Taking over The Freeman in 1955–56 probably saved FEE; a deadline each month gave the staff writers a new incentive and helped to focus their efforts.
“With Read’s insistence that FEE do more than simply criticize government policies and programs, every issue also explained some aspect of the positive pro-freedom viewpoint. Under Paul L. Poirot’s editorship, it offered a breath of fresh air to a world imbued with the philosophy of Roosevelt’s New Deal, Keynes, and World War II controls and regulations. Many of its articles still live as ‘classics,’ explaining how free markets operate. And The Freeman continues to live up to this tradition.”
—Bettina Bien Greaves
Former FEE staff member and trustee
“With the proliferation of libertarian and pro-liberty publications in the last 25 years, you might think that The Freeman has lost its importance. You would be wrong. The Freeman still has what it always had: a combination of clear and calm, yet impassioned, writing about the burning issues of liberty and empirically based articles on the case for liberty in scores of areas ranging from the right to buy imports to the right to be free of unreasonable searches to why Wal-Mart is good for the economy. On top of all this, The Freeman’s editors and writers do it concisely. I started reading The Freeman when I was 17. I still read it today at age 54.”
—David R. Henderson
Research Fellow, Hoover Institution
Author, The Joy of Freedom:An Economist’s Odyssey
“I was pretty much a normal, bright high-school student in the mid-1950s, a rebel without a cause. My extended family and friends had early on introduced me to the writings of Thomas Jefferson, Albert Jay Nock, Hilaire Belloc, Garet Garrett, Leo Tolstoy, and John T. Flynn, all of whom I enjoyed reading and with whom I was in general agreement, but I yearned for something more. I knew not what. A local high-school teacher saw that my brother and I tended to march to the beat of a different drummer and thought we would find a little ideological magazine, The Freeman, to be of interest. Little did she know!
“This introduction to free-market economics and to the coherent and consistent political philosophy that served as a firm foundation for the market system opened up a whole new world to me. And what a world! Not only could I read the persuasive free-market insights of Henry Hazlitt, Leonard Read, Frank Chodorov, F. A. Harper, Ben Rogge, John Chamberlain, Dean Russell, and other such luminaries each month, but through The Freeman I was also introduced to the more advanced Austrian economics writings of Ludwig von Mises and F. A. Hayek. I knew then that I had discovered my cause, though this time, as a rebel with a cause. The mainspring of my new mission, however, was not economics only, though that was splendid in itself. No, it was even more. It was working to advance liberalism (in the classical sense) that was to be my noble and, I believe, ennobling enterprise for the next 45 years. Not only was liberalism morally correct, but it worked, too!
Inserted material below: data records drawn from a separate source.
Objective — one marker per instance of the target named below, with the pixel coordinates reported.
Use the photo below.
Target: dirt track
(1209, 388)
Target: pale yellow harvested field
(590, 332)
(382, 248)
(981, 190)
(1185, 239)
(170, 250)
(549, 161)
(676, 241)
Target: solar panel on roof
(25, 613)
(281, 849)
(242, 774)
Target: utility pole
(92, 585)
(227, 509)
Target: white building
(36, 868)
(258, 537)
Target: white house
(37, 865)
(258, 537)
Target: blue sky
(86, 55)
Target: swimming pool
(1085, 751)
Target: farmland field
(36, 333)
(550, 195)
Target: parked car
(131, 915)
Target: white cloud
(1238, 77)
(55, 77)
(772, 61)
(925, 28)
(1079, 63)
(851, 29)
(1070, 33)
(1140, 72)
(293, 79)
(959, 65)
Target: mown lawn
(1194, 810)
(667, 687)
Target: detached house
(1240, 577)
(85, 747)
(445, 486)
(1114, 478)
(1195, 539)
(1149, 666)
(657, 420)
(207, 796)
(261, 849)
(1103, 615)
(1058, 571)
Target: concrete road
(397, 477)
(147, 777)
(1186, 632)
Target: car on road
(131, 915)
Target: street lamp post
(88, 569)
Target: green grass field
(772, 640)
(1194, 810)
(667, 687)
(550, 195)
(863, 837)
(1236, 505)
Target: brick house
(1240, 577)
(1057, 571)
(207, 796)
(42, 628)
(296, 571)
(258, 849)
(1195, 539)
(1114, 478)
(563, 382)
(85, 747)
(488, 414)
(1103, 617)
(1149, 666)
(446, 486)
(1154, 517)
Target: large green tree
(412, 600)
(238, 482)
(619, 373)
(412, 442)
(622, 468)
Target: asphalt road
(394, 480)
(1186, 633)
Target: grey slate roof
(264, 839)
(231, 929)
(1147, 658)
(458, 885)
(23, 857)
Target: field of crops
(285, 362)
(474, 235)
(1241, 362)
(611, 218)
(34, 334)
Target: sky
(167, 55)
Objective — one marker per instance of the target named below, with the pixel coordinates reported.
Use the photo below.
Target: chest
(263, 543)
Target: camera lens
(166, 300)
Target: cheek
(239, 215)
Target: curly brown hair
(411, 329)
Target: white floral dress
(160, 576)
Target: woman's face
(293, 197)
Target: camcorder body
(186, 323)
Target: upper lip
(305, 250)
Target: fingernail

“To have spent my adult life working with many of the world’s brightest students as they labored at the cutting edge of the highest reaches of liberal theory and history has been far more than a poor boy from western Pennsylvania could ever have contemplated, let alone hoped for and deserved. Had I not been introduced to The Freeman at that critical juncture in my personal history, I have little doubt that I never would have embarked upon the path that I did. I cannot thank FEE and The Freeman nearly enough, not merely for my own introduction to the greater world of liberalism, but also for introducing thousands of like-minded students during the 1950s and 1960s to the philosophy of freedom. I am delighted that The Freeman today continues to serve as a beacon to students all over the world.”
—Walter E. Grinder
President, Institute for Civil Society
“[The Freeman is a] highly unique monthly. It is not a news forum, but rather an intellectual enterprise that mixes policy analysis with application and development of elemental principles of Smith-Mises-Hayek political economy. The applications are often quite creative and striking, so the periodical often delivers new insights even to old hands.”